In other words, Nell is that stereotype of the black servant — talented beyond reason and sassy to boot. Plus her employers are like family as evidenced by the lack of her own family life and apparent contentment with this. She’s working on Christmas, mind you.
“In the midst of it all stands Nell with her back to me, singing ‘Rudolph the Red Nosed Reindeer’ and waggling her large hips, waving a baster at a young black girl who points at me mutely. Nell turns around and smiles a huge gap-toothed smile and then says, ‘What are you doin’ in my kitchen, Mister Boyfriend?”
Just put a red kerchief on her head and call her mammy. I mean, seriously.
Let’s move on to Kimy.
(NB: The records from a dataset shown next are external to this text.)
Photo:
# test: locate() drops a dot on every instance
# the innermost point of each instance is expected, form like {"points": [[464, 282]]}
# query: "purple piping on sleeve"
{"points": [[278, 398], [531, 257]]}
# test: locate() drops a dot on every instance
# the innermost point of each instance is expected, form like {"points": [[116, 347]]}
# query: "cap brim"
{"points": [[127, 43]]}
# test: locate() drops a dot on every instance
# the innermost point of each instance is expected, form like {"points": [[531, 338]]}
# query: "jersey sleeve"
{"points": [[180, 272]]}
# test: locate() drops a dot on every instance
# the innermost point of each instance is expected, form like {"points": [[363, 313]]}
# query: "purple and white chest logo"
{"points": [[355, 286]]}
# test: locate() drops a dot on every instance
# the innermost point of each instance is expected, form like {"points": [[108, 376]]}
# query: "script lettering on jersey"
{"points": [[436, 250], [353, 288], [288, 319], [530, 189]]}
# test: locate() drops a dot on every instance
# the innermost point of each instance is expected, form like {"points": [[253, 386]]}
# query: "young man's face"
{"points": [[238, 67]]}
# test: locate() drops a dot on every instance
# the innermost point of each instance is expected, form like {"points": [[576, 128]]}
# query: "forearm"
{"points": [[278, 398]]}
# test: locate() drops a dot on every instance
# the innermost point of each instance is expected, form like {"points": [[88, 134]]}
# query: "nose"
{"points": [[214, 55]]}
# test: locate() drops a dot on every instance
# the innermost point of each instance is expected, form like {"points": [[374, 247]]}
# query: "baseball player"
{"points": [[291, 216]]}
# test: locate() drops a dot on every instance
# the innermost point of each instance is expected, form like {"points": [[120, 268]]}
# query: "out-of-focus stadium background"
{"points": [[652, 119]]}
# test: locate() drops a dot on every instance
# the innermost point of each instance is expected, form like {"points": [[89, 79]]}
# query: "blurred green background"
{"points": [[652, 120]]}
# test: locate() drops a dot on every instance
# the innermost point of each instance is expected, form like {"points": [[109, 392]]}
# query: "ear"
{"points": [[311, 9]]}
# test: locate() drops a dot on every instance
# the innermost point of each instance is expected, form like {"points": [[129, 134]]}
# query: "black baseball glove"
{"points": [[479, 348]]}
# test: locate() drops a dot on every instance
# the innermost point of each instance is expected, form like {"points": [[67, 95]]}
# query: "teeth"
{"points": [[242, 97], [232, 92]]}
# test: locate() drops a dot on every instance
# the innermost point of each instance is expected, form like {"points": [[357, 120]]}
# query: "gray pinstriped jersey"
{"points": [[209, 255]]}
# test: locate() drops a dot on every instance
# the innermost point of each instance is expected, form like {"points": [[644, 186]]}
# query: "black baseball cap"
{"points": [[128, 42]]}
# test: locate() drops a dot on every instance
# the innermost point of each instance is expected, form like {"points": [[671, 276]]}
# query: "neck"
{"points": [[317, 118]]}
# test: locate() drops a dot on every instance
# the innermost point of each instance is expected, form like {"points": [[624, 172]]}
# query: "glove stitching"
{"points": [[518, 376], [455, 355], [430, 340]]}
Kimy is Henry’s parents’ landlord and his mother-figure after his mom dies. Kimy is also Korean. We know this because Henry tells you, “Mrs. Kim (Kimy, my nickname for her) was my buddy, my crazy Korean card-playing babysitter.”
Kimy, like Nell, is wise and warm in the way that only ethnic stereotypes can be.
She appraises me. Kimy has piercing black eyes, which seem to see the very back of my brain. Her flat Korean face conceals all emotion unless she wants you to see it.
And like Nell, she’s got dialogue to match:
Okay. Yeah, I go in once, ’cause I worry about him. He’s got trash everywhere; we’re gonna get bugs if he keep this up. He’s got nothing in that fridge but beer and lemons. He’s got so much clothes on the bed I don’t think he sleeps in it. I don’t know what he’s doing. I never seen him this bad since when your mom died.
There’s another supporting character of color and she’s an African American woman who is also sassy (of course) and exotic. “Her voice is like butter” and “her laugh is caramel.” “The light from the street turns her burnt-umber skin blue and then purple. She looks like a glamorous martian.”
Now you gotta ask — there aren’t a lot of characters who aren’t white in this book. What literary device is she using when she chooses to make these three of color? You can’t argue it’s just happenstance — the book is too meticulously plotted. What is she trying to convey? In what way is she using their ethnicity and is it necessary to the plot or is it — as stereotypes are — lazy.
It makes me wonder, how could the book have been better if she left the stereotypes out? What if she created characters of color that weren’t one-dimensional? How would that have changed and deepened the book? How did using stereotypes hurt her story?
(Also, since this book is really hard to dig around in, you can use the google version to make it easier.)